Kidney is the main target organ, since the ICM is excreted predominantly by glomerular filtration, and contrast-induced nephropathy (CIN) is defined as the impairment of renal function within three days after iv administration of ICM, in absence of other possible causes [1-5, 9, 13-15]. Anaphylactoid reactions are dose-independent, unpredictable and induce the release of histamine and other mediators from mast cells and basophils causing allergic-type manifestations [1, 3, 9, 13-15]. Equally the idiosyncratic reactions are dose-independent and unpredictable, but are characterized by an abnormal and sometimes lethal individual response to the ICM for genetic predisposition [3, 13, 15].

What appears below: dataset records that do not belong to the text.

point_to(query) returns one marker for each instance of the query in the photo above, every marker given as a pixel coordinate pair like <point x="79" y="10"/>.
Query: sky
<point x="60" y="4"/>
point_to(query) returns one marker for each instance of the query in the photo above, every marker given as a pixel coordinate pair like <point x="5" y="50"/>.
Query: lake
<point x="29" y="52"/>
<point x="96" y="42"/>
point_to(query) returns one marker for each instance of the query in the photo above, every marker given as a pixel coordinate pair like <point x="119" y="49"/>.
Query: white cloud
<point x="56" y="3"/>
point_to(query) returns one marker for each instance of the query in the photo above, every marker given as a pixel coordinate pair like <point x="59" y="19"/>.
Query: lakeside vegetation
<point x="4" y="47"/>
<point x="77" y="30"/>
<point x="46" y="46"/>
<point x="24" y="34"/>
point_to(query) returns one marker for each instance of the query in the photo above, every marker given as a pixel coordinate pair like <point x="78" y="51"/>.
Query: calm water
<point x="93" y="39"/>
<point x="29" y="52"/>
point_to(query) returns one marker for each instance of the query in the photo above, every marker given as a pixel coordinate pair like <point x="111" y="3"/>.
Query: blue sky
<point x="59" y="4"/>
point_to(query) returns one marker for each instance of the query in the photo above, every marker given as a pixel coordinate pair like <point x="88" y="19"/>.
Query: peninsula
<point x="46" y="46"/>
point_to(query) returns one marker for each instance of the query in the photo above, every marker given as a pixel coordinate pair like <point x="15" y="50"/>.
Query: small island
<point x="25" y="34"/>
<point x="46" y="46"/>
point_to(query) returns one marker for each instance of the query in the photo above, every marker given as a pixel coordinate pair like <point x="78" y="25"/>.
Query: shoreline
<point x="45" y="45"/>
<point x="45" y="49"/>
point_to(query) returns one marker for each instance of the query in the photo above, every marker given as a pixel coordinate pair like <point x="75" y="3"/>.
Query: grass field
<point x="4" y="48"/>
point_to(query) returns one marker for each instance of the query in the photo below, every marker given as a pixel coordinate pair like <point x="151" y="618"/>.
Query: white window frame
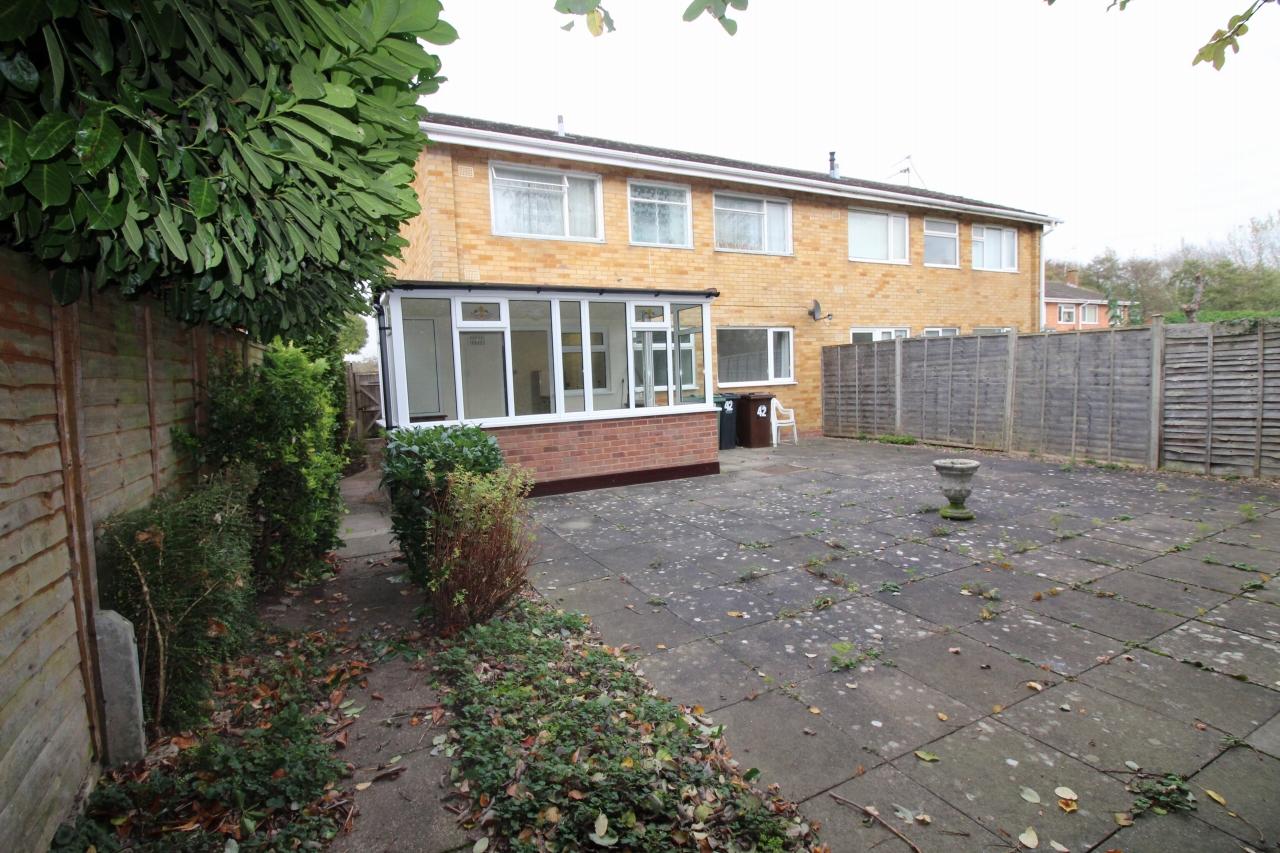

Hypersensitivity reactions
Hypersensitivity reactions are divided according to the time of their onset: in most cases they are immediate and appear within an hour of iv contrast administration; delayed reactions are less frequent and occur between an hour and a week after the injection of ICM [1, 3, 9, 13-15]. Symptoms of the immediate hypersensitivity can be mild, moderate or severe (Table 1). Usually the symptoms are mild and do not require medical treatment, although, in case of need, it is possible to administer antihistamines for urticaria; instead, for moderate symptoms an immediate medical management is essential to avoid the worsening of the patient's clinical condition and for severe, potentially fatal symptoms, the intervention of an anesthesiologist-resuscitator is necessary.